Debate grows over future of CUSMA
KCJ Media Group staff
December 11, 2025

Canadian News
Canadian agricultural organizations have delivered a formal and unified message to Ottawa calling for the Canada–United States–Mexico Agreement (CUSMA) to remain intact. In a December 8 letter signed by 98 groups spanning cattle, pork, dairy, poultry, aquaculture, food processing and equipment-manufacturing sectors, the industry stressed that the deal’s existing provisions must be preserved and the agreement renewed for its full 16-year term.
These organizations argued that CUSMA has been fundamental in establishing a stable and integrated North American agricultural market. They pointed to the surge in agri-food trade under CUSMA, which industry sources value at roughly 400 billion as of 2023, as evidence of the deal’s importance for trade, rural economies and food security.

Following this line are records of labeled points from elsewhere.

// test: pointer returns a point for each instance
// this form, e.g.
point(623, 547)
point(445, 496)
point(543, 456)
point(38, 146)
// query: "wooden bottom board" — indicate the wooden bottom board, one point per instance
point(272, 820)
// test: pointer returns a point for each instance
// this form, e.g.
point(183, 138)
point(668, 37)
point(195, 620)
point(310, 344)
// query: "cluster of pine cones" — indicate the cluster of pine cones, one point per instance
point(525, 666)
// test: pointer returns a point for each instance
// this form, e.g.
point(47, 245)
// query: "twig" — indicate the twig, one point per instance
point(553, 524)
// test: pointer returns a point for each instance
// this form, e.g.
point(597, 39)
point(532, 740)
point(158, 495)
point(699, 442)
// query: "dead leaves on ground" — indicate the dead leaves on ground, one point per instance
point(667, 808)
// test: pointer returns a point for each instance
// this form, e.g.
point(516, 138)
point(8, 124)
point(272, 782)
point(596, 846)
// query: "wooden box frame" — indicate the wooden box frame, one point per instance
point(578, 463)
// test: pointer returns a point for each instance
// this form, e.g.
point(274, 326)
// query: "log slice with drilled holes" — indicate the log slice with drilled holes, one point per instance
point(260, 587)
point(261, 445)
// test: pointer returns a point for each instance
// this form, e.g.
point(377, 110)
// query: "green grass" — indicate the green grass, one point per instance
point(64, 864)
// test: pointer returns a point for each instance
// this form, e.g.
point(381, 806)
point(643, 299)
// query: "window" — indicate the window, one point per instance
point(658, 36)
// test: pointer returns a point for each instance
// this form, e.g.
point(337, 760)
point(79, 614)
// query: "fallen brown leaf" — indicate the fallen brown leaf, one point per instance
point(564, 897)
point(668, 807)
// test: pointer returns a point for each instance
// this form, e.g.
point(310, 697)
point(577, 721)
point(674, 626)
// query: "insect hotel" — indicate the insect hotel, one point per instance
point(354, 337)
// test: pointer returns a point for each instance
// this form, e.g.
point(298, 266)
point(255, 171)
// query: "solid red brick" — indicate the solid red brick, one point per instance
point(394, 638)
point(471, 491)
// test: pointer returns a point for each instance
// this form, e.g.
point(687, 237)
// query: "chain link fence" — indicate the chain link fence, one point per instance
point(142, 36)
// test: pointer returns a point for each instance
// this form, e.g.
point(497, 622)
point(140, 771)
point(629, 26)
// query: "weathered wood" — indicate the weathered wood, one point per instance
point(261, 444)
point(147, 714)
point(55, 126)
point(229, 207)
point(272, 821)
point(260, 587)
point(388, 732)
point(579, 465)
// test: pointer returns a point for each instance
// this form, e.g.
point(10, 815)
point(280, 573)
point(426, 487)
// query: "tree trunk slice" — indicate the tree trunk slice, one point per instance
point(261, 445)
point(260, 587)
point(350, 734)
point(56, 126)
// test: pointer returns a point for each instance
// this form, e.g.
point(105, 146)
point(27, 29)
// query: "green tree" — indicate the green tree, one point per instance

Supporters pointed to the parts of CUSMA that cover food safety rules, biotech standards, product testing requirements and the process used to settle trade disputes. They said these sections help keep regulations clear, based on science and consistent across all three countries, giving farmers and processors the confidence to invest and sell their products across the border.
Notably, however, several prominent crop-sector groups — representing grains, oilseeds and pulses — opted not to sign the letter. Their reluctance stemmed from concerns that a blanket call for no changes could lock in protections favoring supply-managed sectors (like dairy and poultry), limiting flexibility for future trade reforms and making it more difficult to negotiate changes that would enhance export competitiveness.
As the 2026 review of CUSMA gets closer, the division shows a clear disagreement within the farm sector. Some groups want the deal left alone to keep trade steady, while others say Canada needs room to adjust the rules as markets and export conditions change.